Carmack is many levels above Pearl.

To unpack which "levels" I was grading on, it's something like a blend of "importance and significance of their work" / "difficulty of the problems they were solving", admittedly that's still pretty vague. On those dimensions, it seems entirely fair to compare across topics and assert that Pearl was solving more significant and more difficult problem(s) than Carmack. And for that "style" isn't especially relevant. (This can also be true even if Carmack solved many more problems.)

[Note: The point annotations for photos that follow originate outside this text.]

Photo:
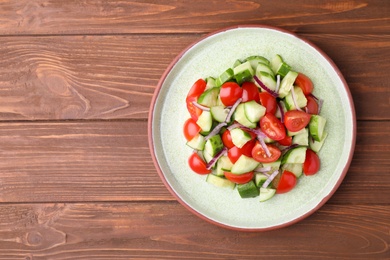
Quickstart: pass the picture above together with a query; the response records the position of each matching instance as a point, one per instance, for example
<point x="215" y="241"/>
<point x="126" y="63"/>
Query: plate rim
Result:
<point x="157" y="92"/>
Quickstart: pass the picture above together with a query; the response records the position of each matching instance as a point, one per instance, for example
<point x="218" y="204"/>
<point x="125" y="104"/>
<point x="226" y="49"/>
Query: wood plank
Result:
<point x="168" y="231"/>
<point x="113" y="17"/>
<point x="114" y="77"/>
<point x="97" y="161"/>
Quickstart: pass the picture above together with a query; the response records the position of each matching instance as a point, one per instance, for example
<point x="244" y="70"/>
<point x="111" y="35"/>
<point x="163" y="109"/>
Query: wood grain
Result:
<point x="118" y="17"/>
<point x="168" y="231"/>
<point x="114" y="77"/>
<point x="96" y="161"/>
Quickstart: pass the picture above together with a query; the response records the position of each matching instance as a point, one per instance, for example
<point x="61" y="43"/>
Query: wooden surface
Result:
<point x="76" y="176"/>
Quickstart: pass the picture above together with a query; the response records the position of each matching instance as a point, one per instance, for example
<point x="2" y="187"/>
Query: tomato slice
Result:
<point x="287" y="182"/>
<point x="272" y="127"/>
<point x="269" y="102"/>
<point x="229" y="93"/>
<point x="239" y="178"/>
<point x="250" y="92"/>
<point x="287" y="141"/>
<point x="311" y="106"/>
<point x="197" y="89"/>
<point x="190" y="129"/>
<point x="295" y="120"/>
<point x="227" y="139"/>
<point x="197" y="164"/>
<point x="312" y="163"/>
<point x="304" y="83"/>
<point x="234" y="153"/>
<point x="259" y="154"/>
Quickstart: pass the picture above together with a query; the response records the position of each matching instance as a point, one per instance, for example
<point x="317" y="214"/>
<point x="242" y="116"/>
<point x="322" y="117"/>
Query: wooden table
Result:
<point x="76" y="177"/>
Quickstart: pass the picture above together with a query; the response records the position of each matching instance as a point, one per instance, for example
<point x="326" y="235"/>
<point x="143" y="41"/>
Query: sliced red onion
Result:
<point x="273" y="93"/>
<point x="281" y="112"/>
<point x="235" y="105"/>
<point x="200" y="106"/>
<point x="262" y="169"/>
<point x="214" y="160"/>
<point x="277" y="83"/>
<point x="294" y="99"/>
<point x="215" y="131"/>
<point x="270" y="178"/>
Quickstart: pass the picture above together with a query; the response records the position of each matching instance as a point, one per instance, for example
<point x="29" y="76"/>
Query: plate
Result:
<point x="212" y="55"/>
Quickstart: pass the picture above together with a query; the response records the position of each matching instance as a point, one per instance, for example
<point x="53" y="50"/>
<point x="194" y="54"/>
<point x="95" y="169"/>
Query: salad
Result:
<point x="255" y="128"/>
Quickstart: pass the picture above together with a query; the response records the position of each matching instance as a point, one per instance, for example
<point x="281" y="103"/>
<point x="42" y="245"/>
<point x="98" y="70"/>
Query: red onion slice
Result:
<point x="273" y="93"/>
<point x="200" y="106"/>
<point x="270" y="178"/>
<point x="214" y="160"/>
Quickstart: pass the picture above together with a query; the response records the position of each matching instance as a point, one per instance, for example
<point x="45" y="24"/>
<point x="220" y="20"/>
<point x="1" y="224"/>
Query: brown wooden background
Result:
<point x="76" y="176"/>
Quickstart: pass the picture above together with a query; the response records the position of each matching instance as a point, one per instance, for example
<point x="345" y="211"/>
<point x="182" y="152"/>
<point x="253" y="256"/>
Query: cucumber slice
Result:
<point x="316" y="127"/>
<point x="267" y="79"/>
<point x="248" y="190"/>
<point x="254" y="111"/>
<point x="286" y="83"/>
<point x="315" y="145"/>
<point x="296" y="168"/>
<point x="205" y="121"/>
<point x="266" y="194"/>
<point x="295" y="155"/>
<point x="260" y="179"/>
<point x="244" y="164"/>
<point x="209" y="97"/>
<point x="302" y="138"/>
<point x="265" y="68"/>
<point x="197" y="142"/>
<point x="220" y="182"/>
<point x="240" y="117"/>
<point x="219" y="113"/>
<point x="239" y="137"/>
<point x="224" y="77"/>
<point x="243" y="72"/>
<point x="213" y="145"/>
<point x="224" y="164"/>
<point x="300" y="98"/>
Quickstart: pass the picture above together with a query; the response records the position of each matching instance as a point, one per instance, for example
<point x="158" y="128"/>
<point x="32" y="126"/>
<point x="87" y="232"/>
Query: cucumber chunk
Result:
<point x="220" y="182"/>
<point x="219" y="113"/>
<point x="315" y="145"/>
<point x="209" y="97"/>
<point x="266" y="194"/>
<point x="295" y="155"/>
<point x="239" y="137"/>
<point x="316" y="127"/>
<point x="254" y="111"/>
<point x="197" y="142"/>
<point x="286" y="83"/>
<point x="213" y="145"/>
<point x="248" y="190"/>
<point x="205" y="121"/>
<point x="244" y="164"/>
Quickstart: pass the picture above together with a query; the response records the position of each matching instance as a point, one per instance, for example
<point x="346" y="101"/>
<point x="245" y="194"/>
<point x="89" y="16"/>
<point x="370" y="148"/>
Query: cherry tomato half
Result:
<point x="304" y="83"/>
<point x="295" y="120"/>
<point x="312" y="163"/>
<point x="312" y="105"/>
<point x="190" y="129"/>
<point x="268" y="101"/>
<point x="234" y="153"/>
<point x="272" y="127"/>
<point x="229" y="93"/>
<point x="259" y="154"/>
<point x="287" y="182"/>
<point x="197" y="164"/>
<point x="250" y="92"/>
<point x="239" y="178"/>
<point x="227" y="139"/>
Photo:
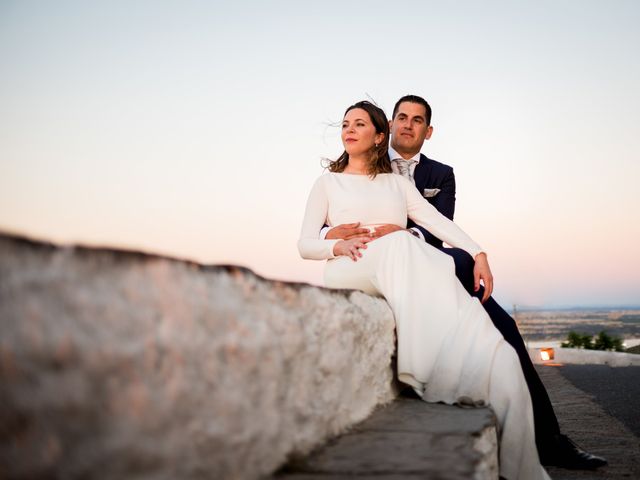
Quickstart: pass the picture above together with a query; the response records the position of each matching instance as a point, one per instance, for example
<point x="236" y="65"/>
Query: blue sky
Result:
<point x="195" y="129"/>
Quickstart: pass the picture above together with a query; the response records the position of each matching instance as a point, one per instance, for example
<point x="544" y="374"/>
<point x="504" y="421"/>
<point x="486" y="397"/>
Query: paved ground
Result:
<point x="590" y="426"/>
<point x="616" y="390"/>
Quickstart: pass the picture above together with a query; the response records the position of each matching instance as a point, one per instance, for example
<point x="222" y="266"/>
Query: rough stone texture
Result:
<point x="593" y="429"/>
<point x="125" y="365"/>
<point x="408" y="439"/>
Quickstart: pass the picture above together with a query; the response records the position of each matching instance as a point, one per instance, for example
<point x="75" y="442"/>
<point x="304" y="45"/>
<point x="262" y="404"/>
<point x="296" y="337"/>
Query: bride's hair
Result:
<point x="380" y="161"/>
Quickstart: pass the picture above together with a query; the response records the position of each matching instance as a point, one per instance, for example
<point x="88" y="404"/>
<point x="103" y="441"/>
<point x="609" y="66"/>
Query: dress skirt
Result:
<point x="448" y="349"/>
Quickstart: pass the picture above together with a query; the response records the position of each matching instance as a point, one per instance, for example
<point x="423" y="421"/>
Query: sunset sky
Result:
<point x="196" y="129"/>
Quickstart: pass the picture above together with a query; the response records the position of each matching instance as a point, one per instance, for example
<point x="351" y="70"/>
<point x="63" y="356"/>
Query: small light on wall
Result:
<point x="546" y="354"/>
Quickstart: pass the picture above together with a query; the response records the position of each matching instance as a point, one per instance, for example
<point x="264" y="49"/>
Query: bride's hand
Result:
<point x="351" y="248"/>
<point x="481" y="271"/>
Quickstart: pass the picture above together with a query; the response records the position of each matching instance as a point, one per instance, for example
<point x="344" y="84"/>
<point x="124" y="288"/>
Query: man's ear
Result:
<point x="429" y="132"/>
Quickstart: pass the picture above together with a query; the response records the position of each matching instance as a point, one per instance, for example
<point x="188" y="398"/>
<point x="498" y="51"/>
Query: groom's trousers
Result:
<point x="545" y="421"/>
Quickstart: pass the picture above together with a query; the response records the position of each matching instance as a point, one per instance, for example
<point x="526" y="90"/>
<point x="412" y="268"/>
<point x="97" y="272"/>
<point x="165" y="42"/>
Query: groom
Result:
<point x="410" y="127"/>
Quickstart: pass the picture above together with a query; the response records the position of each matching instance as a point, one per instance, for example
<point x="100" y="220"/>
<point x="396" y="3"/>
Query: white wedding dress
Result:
<point x="448" y="349"/>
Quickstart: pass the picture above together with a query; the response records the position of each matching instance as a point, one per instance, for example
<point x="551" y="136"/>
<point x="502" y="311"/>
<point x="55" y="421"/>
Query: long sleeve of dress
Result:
<point x="315" y="216"/>
<point x="427" y="216"/>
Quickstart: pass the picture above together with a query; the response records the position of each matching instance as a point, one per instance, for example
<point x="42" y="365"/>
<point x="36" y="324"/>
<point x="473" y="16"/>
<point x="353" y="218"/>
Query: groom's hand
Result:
<point x="346" y="231"/>
<point x="481" y="271"/>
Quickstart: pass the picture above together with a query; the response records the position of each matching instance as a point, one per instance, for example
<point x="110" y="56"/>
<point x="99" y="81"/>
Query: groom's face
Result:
<point x="409" y="128"/>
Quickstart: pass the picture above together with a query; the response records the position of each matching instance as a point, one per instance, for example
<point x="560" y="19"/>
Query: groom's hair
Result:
<point x="414" y="99"/>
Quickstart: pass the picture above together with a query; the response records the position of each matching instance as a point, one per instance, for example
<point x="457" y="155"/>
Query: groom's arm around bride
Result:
<point x="410" y="128"/>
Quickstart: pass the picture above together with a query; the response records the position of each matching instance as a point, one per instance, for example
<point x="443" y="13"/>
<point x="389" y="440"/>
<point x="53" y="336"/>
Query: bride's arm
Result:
<point x="315" y="216"/>
<point x="427" y="216"/>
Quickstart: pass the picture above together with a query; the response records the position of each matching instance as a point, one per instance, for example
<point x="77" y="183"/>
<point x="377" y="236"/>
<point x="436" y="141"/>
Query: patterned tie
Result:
<point x="404" y="167"/>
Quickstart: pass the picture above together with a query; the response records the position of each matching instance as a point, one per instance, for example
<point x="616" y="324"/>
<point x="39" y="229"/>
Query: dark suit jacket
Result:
<point x="431" y="174"/>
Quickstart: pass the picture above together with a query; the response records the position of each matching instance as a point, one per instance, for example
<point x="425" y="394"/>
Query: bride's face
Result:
<point x="358" y="132"/>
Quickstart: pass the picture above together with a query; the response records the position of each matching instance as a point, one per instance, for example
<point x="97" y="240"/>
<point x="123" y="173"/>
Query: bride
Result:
<point x="448" y="349"/>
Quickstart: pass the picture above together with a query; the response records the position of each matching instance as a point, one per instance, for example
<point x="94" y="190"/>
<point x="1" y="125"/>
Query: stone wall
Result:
<point x="119" y="364"/>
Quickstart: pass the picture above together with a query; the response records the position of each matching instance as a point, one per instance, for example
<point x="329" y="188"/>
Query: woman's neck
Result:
<point x="357" y="165"/>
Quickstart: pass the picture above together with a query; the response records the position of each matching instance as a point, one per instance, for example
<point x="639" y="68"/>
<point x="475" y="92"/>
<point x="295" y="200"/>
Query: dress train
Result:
<point x="448" y="348"/>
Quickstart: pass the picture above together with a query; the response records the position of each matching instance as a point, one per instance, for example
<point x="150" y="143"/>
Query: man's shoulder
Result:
<point x="435" y="166"/>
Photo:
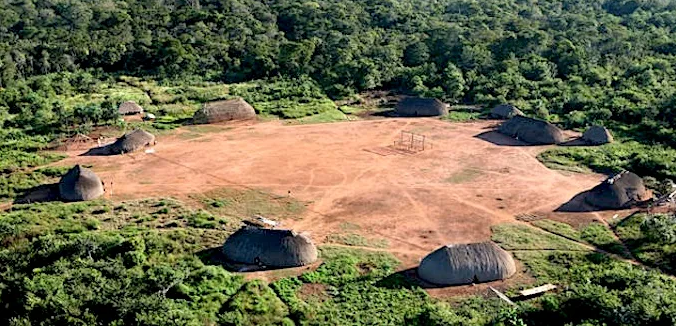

But I'm curious about your angle - when you say that Carmack is many levels above Pearl, which specific dimensions is that on (generativity and style?) and do you have any examples/links for those?

comment by jimrandomh · 2019-09-12T02:01:17.861Z · score: 2 (1 votes) · LW(p) · GW(p)
By generativity do you mean "within-domain" generativity?

Not exactly, because Carmack has worked in more than one domain (albeit not as successfully; Armadillo Aerospace never made orbit.)

On those dimensions, it seems entirely fair to compare across topics and assert that Pearl was solving more significant and more difficult problem(s) than Carmack

Agree on significance, disagree on difficulty.

comment by NaiveTortoise (An1lam) · 2019-11-13T23:52:49.041Z · score: 1 (1 votes) · LW(p) · GW(p)

In an interesting turn of events, John Carmack announced today that he'll be pivoting to work on AGI.

comment by mr-hire · 2019-09-06T19:33:57.290Z · score: 5 (3 votes) · LW(p) · GW(p)
There might be something like all truly monumental engineering breakthroughs depended on something like a "scientific" breakthrough. Something like Faraday and Maxwell figuring out theories of electromagnetism is actually a bigger deal than Edison(/others) figuring out the lightbulb, the radio, etc. There are cases of lauded people who are a little more ambiguous on the science/engineer dichotomy. Turing? Shannon? Tesla? Shockley et al with the transistor seems kind of like an engineering breakthrough, and seems there could be love for that. I wonder if Feynman gets more recognition because as an educator we got a lot more of the philosophy underlying his work. Just rambling here.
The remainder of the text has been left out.